陳昭意識尚存但不多,頂多隻能在看沈恙一眼就昏過去。
次日清早,沈恙被電話鈴聲吵醒。
沈初霖:“喂!臭小子老子打了幾十個電話你才接皮厚了是不是。”
沈恙不耐煩的接聽:“?你誰啊。”
沈初霖:“我?還能有誰你爸。”
他“啧”了聲:“爸你大爺,老子還說我是你爸呢。”話說完就把電話挂了。
c市這邊,沈初霖剛想破口大罵就被蔣铮年攔下來。
“沈恙的性子随了你,你想想你當初說這語氣的時候你在幹什麼。”
沈初霖一想,還真是,蔣铮年輕笑将一本果汁推到他面前。
過了半會兒沈恙給沈初霖打去電話。
沈恙:“喂!爸。”
沈初霖:“不要叫我爸,你才是我爸。”
沈恙:“爸~”
沈初霖:“爸你大爺的,你才是我爸。”
沈恙:“那也不是不行。”
沈初霖:“倒反天罡!”
沈初霖直接給他挂了,沈恙還有些恍惚,當他側頭看見陳昭身上痕迹的時候,心裡樂開了花。

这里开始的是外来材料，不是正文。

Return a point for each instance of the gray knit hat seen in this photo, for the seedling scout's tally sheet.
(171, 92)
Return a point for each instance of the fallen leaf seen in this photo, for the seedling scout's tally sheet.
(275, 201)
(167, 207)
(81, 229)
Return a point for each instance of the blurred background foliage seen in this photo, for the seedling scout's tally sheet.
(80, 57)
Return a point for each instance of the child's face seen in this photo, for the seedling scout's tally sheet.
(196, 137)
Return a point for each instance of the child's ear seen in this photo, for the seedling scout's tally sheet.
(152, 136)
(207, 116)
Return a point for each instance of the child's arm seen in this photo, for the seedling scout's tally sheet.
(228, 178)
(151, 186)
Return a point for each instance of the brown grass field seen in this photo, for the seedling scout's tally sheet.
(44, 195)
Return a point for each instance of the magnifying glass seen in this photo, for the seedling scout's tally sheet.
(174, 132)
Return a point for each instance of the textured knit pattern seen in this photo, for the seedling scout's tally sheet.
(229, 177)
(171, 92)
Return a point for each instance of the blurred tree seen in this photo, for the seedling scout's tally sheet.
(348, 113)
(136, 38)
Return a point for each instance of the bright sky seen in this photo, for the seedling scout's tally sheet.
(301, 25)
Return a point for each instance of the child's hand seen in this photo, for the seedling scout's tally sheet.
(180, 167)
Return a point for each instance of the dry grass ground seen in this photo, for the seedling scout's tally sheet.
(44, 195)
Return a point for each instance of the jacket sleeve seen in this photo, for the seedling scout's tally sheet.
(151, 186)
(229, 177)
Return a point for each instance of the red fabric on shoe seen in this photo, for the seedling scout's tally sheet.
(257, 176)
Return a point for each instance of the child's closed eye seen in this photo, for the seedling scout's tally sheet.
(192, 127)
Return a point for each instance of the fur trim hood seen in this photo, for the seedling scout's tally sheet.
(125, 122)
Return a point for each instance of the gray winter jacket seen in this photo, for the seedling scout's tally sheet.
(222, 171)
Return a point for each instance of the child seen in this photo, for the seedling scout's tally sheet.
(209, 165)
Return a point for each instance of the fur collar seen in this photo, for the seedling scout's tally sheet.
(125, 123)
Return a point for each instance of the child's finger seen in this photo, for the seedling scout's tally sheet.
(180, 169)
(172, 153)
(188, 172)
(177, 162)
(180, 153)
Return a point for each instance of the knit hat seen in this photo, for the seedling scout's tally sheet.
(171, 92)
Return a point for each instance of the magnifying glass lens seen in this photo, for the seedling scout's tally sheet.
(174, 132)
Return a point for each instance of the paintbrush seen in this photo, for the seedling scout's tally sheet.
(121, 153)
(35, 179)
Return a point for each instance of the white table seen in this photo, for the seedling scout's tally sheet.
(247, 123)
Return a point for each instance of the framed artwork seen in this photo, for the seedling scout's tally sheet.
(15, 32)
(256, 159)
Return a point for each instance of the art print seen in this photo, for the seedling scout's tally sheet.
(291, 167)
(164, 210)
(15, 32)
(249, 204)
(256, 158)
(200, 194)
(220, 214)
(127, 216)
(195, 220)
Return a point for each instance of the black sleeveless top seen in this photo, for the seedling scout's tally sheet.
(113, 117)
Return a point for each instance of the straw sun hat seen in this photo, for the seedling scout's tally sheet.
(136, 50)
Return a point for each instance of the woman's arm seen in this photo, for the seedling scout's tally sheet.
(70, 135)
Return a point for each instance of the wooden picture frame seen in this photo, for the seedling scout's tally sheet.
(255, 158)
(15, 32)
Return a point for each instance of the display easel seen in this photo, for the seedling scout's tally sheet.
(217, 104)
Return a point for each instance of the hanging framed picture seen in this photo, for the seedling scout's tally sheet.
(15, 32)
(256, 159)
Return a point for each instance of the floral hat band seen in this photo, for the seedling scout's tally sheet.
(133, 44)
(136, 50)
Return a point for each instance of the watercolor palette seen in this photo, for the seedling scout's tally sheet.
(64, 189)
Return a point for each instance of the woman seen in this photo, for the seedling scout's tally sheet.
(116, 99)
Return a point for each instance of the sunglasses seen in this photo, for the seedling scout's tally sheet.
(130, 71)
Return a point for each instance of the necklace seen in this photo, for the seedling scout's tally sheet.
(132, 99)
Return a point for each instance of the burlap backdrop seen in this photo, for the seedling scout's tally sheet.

看樣子是昨天晚上把人給折騰狠了,依舊還在睡。皮帶綁了一整個晚上直到現在才被取下來,沈恙下床時地闆上的一片狼藉,他彎腰撿起一件又一件放到椅子上,自己先去浴室裡沖澡。
床上的人動了動但依舊沒醒隻是換了個姿勢。
沈恙從浴室裡出來,上半身沒穿衣服,他身上的每一處地方都被陳昭看了個遍。永久标記帶來的爽感标志着陳昭隻屬于他。
今早十點沈恙還有個視頻會議,他早就叫唐咎回别墅取來了筆記本電腦。
眼看着時間将近,陳昭還沒醒的迹象就自己去了書房。
會議開始時,沈恙看誰都一副笑臉,參加會議的一緻都認為沈恙被奪舍了,快接近尾聲,陳昭不知道在哪裡喊着沈恙的名字,聽起來有些着急。沈恙向衆人抱了聲歉就匆匆忙忙的關掉會議。
【fsnxj:沈董什麼時候學會了道歉的啊?[捂臉笑]】
【來财:今天開會他都笑成花兒了,真不知道中了什麼魔。】
【凄凄慘慘戚戚:你們看見了嗎?沈董脖子上有一個牙印[恐怖][偷笑]】
【zjsn:估計睡了吧,不然他怎麼可能那麼高興還給我們道歉,平時都是一副兇巴巴的。】
【梅梅不倒黴:霸王龍終于被馴服成功了嗎!![黑臉]】
沈恙回到卧室時,就看見陳昭扶着床在走身上套了件不合身的短袖,還能看見地闆上的水漬。
“抱我去浴室。我沒力氣全身疼。”
沈恙很是聽話,把他抱進浴室後把自己衣服也脫了跟陳昭一起洗。沈恙看着陳昭身上的痕迹很惡趣味的笑了一下。
再等他們出來時已經是兩個小時後。陳昭被沈恙橫抱在懷裡,連伸手的力氣都沒有了。連呼吸都帶着撕裂般的疼痛。他抱着陳昭回了次卧主卧還等着他收拾,等收拾完才把陳昭抱回來。